North Adams Transcript
Ever wonder what it might be like to participate in a home improvement show, decorating a room in someone else’s house while others transform one of yours? Two Berkshire County couples will find out what that’s like this month as they take part in a reality show in print.
Mark Badorini and Shannon Briggs of Cheshire and Tom and Kathy Morawiec of Lee will work with two area professional interior decorators to transform part of each other’s homes. They were total strangers before they were selected by The North Adams Transcript and The Berkshire Eagle to participate in “Changing Places.” Although they will not have the typical makeover show crew to help them, both couples come with some impressive home-improvement skills.
Real do-it-yourselfer
Mark, 42, an engineer by profession, is an experienced do-it-yourselfer. His recent projects include opening up his kitchen to the dining room, adding an eat-in bar, installing countertops and building kitchen cabinets to match existing units.
Shannon, 35, a paraprofessional at Cheshire Elementary School, is proficient in making curtains and pillows, and she is a self-proclaimed bargain shopper. Together, the couple added a garage and a breezeway to their stately saltbox-style home.
Tom, 38, is an electrician by trade. The many projects he has completed around his house include tiling a bathroom and building a gazebo. His wife, Kathy, 39, is a stay-at-home mom who sews for a local curtain company in the dining area of the family’s cozy ranch-style house.
Armed with $1,500 to spend, the couples will make over each other’s master bedrooms. Tom and Kathy are charged with bringing some life to the blank, white walls of the bedroom in the Cheshire house, and Mark and Shannon must solve a tricky problem: how to add much-needed closet and shelving space to the smaller room in Lee.
Out of room
“Our bedroom is very square and very small, and right now there’s one closet,” said Kathy. “We have way too much clothes.” Because they ran out of space, the Morawiecs use an industrial metal shelving unit in the room.
“We just cram as much clothes as we possibly can cram on it,” Kathy said. “That’s the biggest dilemma. We’ve got to do something with the clothes. We try to give away clothes and it just seems like they end up on the floor or next to the bed.”
The decor of the bedroom features a safari theme, and the walls are painted with a tan faux treatment.
Besides the metal shelving unit, two dark-brown-stained, wooden dressers and a matching queen-size water bed dominate the space. Several shelves are built diagonally into one corner, a remnant of when a double bed was positioned beneath them.
Nothing off-limits
No change is off-limits for the Morawiecs, including ripping up the neutral-tone carpeting.
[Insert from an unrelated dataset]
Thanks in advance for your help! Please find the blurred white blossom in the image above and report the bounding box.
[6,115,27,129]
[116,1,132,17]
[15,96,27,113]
Anything goes, they said.
“I was telling somebody, if they did chocolate brown with teal and pink, I’d be fine with that,” Kathy said. “I’ve decorated every room and I’ve painted so many times, I just want to walk in and go, ‘Wow.’ “
“We’ll try all sorts of things,” said Tom. “Painting is a sport here.”
While storage is not a problem in Mark and Shannon’s bedroom, the decoration is lacking.
“Basically, our room is one big white square,” Shannon said. “We have basically a bed, no headboard, white curtains, white walls right now, and some antique furniture, which is the only thing we ask not be painted.” The room contains several pieces of antique furniture that belonged to Mark’s grandmother. Its main focal point is the bed, which is covered with a quilt in a double Irish chain pattern. The rose-colored, wall-to-wall carpet can go, “If it has to,” said Shannon.
Not particular about the bedroom’s style, Mark is agreeable to Shannon’s preference for a “shabby chic” theme.
“It’s kind of romantic, but old and new mixed together,” she explained. “That’s what I would like to see in the room.” Like the couples in the popular reality television show, “Trading Spaces,” the “Changing Places” couples will trade keys and live in each other’s houses for a weekend as they work on their projects. The aim is to spend all of the $1,500 -- without going over budget -- as they redesign each room.
Both couples described themselves as huge “Trading Spaces” fans. As such, they expressed excitement at the prospect of being involved in “Changing Places.”
“I thought there was no way in heck I’d be picked,” Kathy said. “I was incredibly surprised. ... I was on the phone with Tom, saying, ‘Can you believe it?’ “
“I love the whole idea of going and doing someone else’s space,” said Shannon. “It’s going to be interesting to see their reaction when they walk in the room, to see what we actually did,” Mark said.
“That’s going to make it worth it, I think.”